La Cour de cassation vient d’affirmer qu’une clause bénéficiaire initialement désignée par testament peut être ultérieurement modifiée par un avenant au contrat d’assurance-vie.

La Cour de cassation vient d’affirmer qu’une clause bénéficiaire peut être modifiée dans une forme différente que celle revêtue par la désignation initiale (Cass. 1re civ., 3 avr. 2019, n° 18-14640).

Désignation par testament, modification par avenant

Dans cette affaire, un père de famille et époux souscrit deux contrats d’assurance-vie en juillet 1997. En août de la même année, il désigne comme bénéficiaires son épouse pour l’usufruit et ses enfants pour la nue-propriété. Il procède à cette désignation par un testament authentique. En 2005 et 2006, il modifie la clause bénéficiaire de ses deux contrats par un avenant. Il désigne son épouse et, à défaut, trois de ses cinq filles.
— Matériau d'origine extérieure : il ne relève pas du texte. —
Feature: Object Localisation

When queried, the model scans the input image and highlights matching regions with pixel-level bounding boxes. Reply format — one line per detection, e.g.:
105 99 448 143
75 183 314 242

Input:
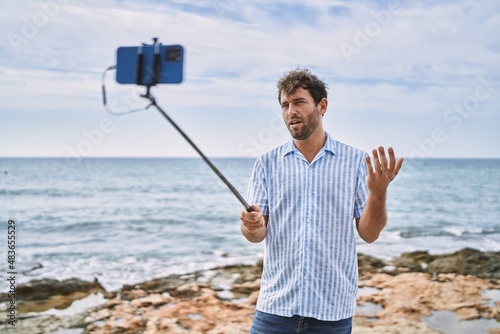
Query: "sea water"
0 158 500 291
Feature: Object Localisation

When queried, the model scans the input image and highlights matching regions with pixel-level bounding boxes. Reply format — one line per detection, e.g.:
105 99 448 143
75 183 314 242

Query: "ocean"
0 158 500 291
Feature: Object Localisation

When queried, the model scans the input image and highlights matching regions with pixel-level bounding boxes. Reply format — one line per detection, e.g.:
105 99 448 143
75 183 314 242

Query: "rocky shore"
0 249 500 334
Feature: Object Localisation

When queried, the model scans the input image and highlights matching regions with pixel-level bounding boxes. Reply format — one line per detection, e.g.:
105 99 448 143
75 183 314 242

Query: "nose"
285 103 297 116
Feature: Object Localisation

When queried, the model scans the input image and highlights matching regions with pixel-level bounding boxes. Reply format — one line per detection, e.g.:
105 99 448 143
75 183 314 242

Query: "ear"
318 97 328 116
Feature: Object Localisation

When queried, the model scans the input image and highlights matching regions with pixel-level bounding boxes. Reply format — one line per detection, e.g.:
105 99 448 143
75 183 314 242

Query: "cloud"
0 0 500 155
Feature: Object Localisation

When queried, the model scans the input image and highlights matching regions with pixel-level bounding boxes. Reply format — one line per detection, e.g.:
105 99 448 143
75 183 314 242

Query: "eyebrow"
281 97 307 106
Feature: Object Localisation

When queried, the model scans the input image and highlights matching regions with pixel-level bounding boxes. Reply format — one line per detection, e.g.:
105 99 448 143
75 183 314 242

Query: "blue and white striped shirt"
247 133 368 321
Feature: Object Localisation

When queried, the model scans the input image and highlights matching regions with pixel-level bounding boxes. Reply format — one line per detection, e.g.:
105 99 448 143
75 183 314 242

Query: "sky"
0 0 500 158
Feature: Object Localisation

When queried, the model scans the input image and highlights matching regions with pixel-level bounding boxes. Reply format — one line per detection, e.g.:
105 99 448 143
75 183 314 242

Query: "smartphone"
116 44 184 86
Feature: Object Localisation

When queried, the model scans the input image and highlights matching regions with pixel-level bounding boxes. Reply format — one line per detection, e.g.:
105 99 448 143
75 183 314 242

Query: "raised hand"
365 146 403 195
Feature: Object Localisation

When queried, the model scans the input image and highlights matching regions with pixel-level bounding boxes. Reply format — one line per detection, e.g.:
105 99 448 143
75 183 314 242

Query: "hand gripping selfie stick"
102 38 253 212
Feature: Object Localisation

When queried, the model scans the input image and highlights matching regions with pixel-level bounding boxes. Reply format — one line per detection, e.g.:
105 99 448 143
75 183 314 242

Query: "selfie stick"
141 86 253 212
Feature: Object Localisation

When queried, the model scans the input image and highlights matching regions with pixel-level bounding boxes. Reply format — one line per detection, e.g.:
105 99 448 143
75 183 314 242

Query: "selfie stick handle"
141 87 253 212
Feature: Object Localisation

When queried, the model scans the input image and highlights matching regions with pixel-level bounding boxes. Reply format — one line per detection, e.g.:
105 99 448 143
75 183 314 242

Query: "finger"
372 149 381 172
387 147 396 170
394 158 404 175
365 155 373 177
378 146 387 169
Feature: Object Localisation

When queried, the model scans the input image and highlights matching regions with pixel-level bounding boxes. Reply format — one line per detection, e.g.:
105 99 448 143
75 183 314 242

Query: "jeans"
250 311 352 334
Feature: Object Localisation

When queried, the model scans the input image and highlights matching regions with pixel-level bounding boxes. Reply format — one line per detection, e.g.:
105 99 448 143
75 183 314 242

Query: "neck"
293 126 326 163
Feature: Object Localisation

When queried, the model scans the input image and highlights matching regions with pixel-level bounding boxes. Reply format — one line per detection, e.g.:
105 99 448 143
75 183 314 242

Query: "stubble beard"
287 107 319 140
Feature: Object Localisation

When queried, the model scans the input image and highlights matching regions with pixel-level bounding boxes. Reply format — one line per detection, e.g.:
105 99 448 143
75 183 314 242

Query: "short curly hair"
277 68 328 105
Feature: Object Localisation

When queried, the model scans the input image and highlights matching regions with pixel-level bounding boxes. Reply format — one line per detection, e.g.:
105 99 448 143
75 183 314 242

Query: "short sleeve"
354 159 368 219
247 160 269 216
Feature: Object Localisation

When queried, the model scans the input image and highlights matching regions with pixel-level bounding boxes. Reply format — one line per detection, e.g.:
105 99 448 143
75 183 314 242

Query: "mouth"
288 120 302 129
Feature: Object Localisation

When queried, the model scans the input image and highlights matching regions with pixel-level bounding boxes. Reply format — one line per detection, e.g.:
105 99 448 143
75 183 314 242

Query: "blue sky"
0 0 500 158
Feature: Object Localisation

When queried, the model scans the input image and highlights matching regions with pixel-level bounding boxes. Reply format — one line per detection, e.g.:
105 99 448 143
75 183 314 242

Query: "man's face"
281 88 322 140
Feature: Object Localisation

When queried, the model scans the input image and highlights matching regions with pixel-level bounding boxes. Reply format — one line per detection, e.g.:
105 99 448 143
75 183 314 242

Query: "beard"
286 107 320 140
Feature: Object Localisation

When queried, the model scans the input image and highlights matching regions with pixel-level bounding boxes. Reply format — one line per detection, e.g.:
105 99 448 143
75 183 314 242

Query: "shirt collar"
283 131 337 156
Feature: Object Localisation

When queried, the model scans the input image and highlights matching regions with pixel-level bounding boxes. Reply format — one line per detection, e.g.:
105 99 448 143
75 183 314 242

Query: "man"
241 69 403 334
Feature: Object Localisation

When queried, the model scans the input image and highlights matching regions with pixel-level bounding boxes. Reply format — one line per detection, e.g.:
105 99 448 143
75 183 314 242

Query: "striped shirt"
247 133 368 321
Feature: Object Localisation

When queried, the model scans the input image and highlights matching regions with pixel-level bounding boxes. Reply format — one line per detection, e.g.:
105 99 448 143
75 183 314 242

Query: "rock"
393 248 500 280
0 279 105 313
358 254 388 277
7 249 500 334
130 294 171 307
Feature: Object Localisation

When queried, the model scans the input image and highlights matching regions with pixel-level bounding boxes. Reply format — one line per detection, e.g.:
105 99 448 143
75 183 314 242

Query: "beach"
0 249 500 334
0 158 500 334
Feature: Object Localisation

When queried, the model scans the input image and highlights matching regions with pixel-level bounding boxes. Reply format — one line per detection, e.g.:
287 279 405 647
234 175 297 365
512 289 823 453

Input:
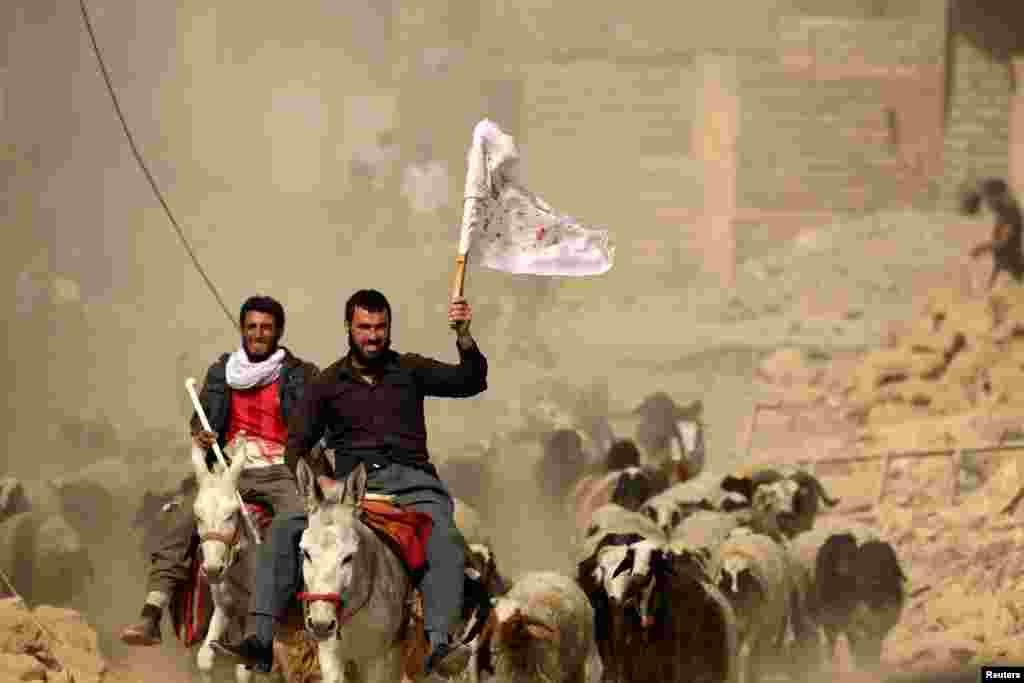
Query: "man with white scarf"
121 296 319 645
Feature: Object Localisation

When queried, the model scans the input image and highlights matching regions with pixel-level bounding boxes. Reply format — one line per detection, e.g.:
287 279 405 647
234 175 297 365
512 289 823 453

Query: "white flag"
459 119 615 276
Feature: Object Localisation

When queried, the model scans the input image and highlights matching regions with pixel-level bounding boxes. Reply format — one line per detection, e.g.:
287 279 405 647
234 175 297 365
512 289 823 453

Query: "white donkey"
299 465 436 683
191 436 305 683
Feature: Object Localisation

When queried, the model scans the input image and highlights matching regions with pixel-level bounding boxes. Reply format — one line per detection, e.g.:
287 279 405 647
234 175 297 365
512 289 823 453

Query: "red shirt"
226 380 288 456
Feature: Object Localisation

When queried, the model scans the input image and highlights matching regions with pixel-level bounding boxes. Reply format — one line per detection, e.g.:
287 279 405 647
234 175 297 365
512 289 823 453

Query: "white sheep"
640 472 749 536
722 465 839 540
578 539 737 683
575 504 668 561
669 510 749 580
715 529 808 683
473 571 600 683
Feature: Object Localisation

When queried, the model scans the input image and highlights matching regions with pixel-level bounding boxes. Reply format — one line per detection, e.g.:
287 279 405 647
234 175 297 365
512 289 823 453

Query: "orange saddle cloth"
361 500 434 577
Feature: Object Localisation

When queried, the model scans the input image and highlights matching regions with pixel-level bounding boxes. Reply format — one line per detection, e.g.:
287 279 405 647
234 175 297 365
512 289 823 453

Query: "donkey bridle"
199 523 242 572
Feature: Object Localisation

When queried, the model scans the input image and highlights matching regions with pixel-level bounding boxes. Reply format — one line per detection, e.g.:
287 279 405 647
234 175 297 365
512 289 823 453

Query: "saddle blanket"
361 500 433 577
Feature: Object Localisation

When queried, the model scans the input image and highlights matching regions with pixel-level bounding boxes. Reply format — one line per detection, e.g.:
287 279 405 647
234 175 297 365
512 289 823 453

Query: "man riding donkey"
121 296 318 645
214 290 487 673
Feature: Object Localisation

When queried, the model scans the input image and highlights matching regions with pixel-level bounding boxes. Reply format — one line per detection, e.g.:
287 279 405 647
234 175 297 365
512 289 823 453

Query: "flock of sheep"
450 430 905 683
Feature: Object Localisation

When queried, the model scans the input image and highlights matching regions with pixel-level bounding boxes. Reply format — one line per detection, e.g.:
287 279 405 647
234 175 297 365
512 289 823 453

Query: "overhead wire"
79 0 237 328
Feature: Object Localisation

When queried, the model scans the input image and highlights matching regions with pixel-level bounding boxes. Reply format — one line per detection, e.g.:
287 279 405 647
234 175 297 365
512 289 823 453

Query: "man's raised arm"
409 337 487 398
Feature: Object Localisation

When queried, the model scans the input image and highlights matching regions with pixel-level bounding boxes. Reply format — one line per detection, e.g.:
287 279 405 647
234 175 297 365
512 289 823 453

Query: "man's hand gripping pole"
185 377 262 545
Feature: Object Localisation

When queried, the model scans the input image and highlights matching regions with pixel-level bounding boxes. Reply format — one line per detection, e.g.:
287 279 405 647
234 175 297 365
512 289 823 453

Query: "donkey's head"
191 437 245 584
299 465 372 640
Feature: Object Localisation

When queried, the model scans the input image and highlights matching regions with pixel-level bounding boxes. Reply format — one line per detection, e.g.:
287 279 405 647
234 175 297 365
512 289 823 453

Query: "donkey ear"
191 444 210 486
295 458 324 510
227 432 247 486
342 463 367 505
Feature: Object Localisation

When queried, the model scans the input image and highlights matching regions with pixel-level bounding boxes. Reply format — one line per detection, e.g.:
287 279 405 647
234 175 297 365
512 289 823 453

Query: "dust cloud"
0 0 1007 681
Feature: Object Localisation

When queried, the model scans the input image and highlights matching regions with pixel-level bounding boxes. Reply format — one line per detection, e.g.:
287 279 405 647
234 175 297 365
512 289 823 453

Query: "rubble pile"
757 284 1024 450
0 598 134 683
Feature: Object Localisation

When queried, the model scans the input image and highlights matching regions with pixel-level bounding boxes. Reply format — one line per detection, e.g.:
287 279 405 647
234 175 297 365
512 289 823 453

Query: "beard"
348 332 391 370
242 337 281 362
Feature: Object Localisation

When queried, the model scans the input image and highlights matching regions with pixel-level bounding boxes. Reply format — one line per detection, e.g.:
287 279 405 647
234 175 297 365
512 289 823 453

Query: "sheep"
791 520 906 669
669 510 749 577
0 477 32 521
473 571 600 683
0 510 95 606
715 528 813 683
577 504 667 560
640 473 748 536
568 467 669 531
721 465 840 540
578 539 736 683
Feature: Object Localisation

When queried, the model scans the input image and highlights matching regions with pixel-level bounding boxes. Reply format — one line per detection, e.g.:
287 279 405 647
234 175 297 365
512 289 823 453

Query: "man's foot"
210 636 273 674
121 604 163 645
423 631 462 678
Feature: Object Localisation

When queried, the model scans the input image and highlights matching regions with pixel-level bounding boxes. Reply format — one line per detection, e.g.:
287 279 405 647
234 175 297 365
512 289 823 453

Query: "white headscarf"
227 348 285 389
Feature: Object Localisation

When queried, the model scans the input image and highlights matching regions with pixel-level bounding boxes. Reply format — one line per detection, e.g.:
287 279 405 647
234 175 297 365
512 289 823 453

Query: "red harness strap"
295 592 358 629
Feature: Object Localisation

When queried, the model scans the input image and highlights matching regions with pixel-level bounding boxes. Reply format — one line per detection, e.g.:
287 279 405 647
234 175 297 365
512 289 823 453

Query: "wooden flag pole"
449 254 466 330
452 254 466 300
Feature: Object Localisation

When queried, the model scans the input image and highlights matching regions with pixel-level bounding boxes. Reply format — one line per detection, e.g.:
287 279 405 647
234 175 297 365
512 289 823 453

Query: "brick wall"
737 17 943 212
941 35 1013 208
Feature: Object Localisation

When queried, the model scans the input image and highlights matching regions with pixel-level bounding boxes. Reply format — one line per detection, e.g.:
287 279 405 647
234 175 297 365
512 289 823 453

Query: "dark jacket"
191 347 319 465
285 344 487 478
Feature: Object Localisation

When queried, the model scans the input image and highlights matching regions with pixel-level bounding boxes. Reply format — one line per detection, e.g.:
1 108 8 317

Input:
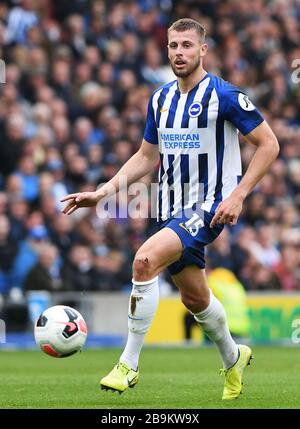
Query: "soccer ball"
34 305 87 358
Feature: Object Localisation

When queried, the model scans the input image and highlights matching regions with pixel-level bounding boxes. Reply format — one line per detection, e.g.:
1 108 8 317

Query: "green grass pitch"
0 346 300 409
À son décès, les assureurs versent les capitaux décès à son épouse, conformément à la clause bénéficiaire dans sa dernière rédaction. Une des filles du défunt conteste la validité des modifications des clauses bénéficiaires et assigne sa mère, ses sœurs et les assureurs pour obtenir sa part dans les capitaux décès.

La cour d’appel de Bordeaux rejette sa demande, énonce que « selon l’article L. 132-8 du Code des assurances, à défaut d’acceptation par le bénéficiaire, le cocontractant a le droit de désigner un bénéficiaire ou de substituer un bénéficiaire à un autre ». Les juges du fond retiennent que les avenants modificatifs étaient valables, le souscripteur ayant manifesté la volonté certaine et non équivoque de modifier la désignation testamentaire initiale par des avenants au profit de son épouse et, à défaut, de ses trois filles.

La fille du défunt qui conteste la modification s’appuie sur l’article 1035 du Code civil selon lequel, « les testaments ne pourront être révoqués, en tout ou en partie, que par un testament postérieur ou par un acte devant notaires portant déclaration du changement de volonté ». Elle estime que le souscripteur d’un contrat d’assurance sur la vie qui a désigné le bénéficiaire de ce contrat dans un testament ne peut révoquer ce testament que par l’une des formes prévues par l’article 1035 du Code civil.

Elle évoque également le grand principe du droit specialia generalibus derogant, selon lequel les règles spéciales dérogent aux règles générales. Selon le requérant, cette règle ne s’applique que pour des règles qui sont de même nature. Ainsi l’article 1035 du Code civil qui prévoit que les testaments ne pourront être révoqués, en tout ou en partie, que par un testament postérieur, ou par un acte devant notaires portant déclaration du changement de volonté concerne les rapports entre le testateur et ses héritiers alors que l’article L. 132-8 du Code des assurances qui prévoit que le contractant a le droit de désigner un bénéficiaire par la voie d’un avenant concerne les rapports entre l’assureur et le bénéficiaire. Ces deux articles ne sont donc pas de même nature ; qu’en affirmant néanmoins que les règles édictées par le Code des assurances prévalent sur l’article 1035 du Code civil par l’effet de la règle specialia generalibus derogant, la cour d’appel a violé l’article 1035 du Code civil.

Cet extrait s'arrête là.